Which idiots designed this system? Who thought that it would be a good idea to allow the world’s finances to be decided in such a random fashion? I’d like to have a few words with them, words wrapped into phrases such as ‘unwise basis,’ ‘sound economic policy,’ ‘inevitable outcome,’ and perhaps even ‘you morons.’ Sadly, such words would fall on deaf ears; as with so many things, the ones who could actually make a change are those who will, I’ve no doubt, still be making a profit in the current financial climate (and at the expense of those who are losing their shirts).
Money is a belief system (to some, it’s far more than that: it’s a full-blown religion). I give you a piece of green paper marked ‘I promise to pay the bearer on demand the sum of five pounds’ (it used to say ‘one pound’ but something called ‘inflation’ pushed the number up) and… you give me something in exchange for this, a something I can… eat? How does that work, then? What is ‘the sum of five pounds’? Oh, yeah, it’s another piece of paper. Or some metal discs with numbers and symbols on. And some people seem to delight in collecting more and more of these ‘promise tokens.’ Some gather so many that they can’t store them all, so they hand them in to things called ‘banks’ that tell them how many of these tokens they’ve accumulated. Until the bank goes belly-up, that is.
If I were to write that up as a science fiction story, nobody would believe it: too far-fetched.
Even before this current crisis, I was wondering where the media were getting their ‘imminent recession’ breaking news stories from, and thinking how reminiscent the whole thing was to those days some years ago when we had bread and sugar shortages. Back then it seemed pretty obvious to me that if you bribe the town crier to stand on a street corner shouting "there’s going to be a bread shortage!" then everyone would drop by the bakers to buy an extra loaf just in case… and then when others see the queue at the bakery the panic begins, and – oh, what a surprise – there’s a bread shortage. Can anyone say ‘self-fulfilling prophecy’?
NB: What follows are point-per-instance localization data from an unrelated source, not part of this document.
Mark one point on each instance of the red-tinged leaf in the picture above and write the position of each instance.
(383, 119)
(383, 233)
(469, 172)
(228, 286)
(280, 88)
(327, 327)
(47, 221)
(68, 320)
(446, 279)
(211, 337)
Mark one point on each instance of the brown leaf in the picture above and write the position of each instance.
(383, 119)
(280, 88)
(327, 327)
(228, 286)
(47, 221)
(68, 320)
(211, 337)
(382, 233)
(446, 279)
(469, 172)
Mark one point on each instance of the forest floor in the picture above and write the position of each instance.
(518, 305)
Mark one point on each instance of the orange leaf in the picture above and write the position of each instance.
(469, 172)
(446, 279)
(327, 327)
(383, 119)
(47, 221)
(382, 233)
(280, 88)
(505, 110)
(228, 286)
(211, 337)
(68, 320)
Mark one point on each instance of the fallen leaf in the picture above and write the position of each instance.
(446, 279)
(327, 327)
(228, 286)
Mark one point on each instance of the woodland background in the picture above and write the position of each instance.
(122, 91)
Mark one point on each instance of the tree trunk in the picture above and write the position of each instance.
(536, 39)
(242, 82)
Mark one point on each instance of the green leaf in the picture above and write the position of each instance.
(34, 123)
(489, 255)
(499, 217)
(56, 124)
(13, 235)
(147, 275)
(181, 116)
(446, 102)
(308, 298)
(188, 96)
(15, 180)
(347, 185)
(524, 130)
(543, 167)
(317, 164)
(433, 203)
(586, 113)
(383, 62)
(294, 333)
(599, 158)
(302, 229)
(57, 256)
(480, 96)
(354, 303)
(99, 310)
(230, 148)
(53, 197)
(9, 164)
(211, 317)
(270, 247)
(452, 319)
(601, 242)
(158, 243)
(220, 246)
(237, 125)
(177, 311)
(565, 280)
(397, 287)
The price of gold, I’m told, has doubled recently. That seems even more strange. Gold’s even less edible than bits of green paper.
The closet conspiracy theorist inside of me wonders who’s been stirring the pot the last few weeks, knowing in advance that this ‘financial meltdown’ was a foregone conclusion, and all set to sell, sell, sell! … and with that vast fortune they’ll be ready to buy, buy, buy! when the market hits rock-bottom.
Herd mentality? Even a flock of sheep has a shepherd, and yet it seems that the world’s economy isn’t important enough to merit even one. Humans, baaaaa! So short-sighted. We get the future we deserve.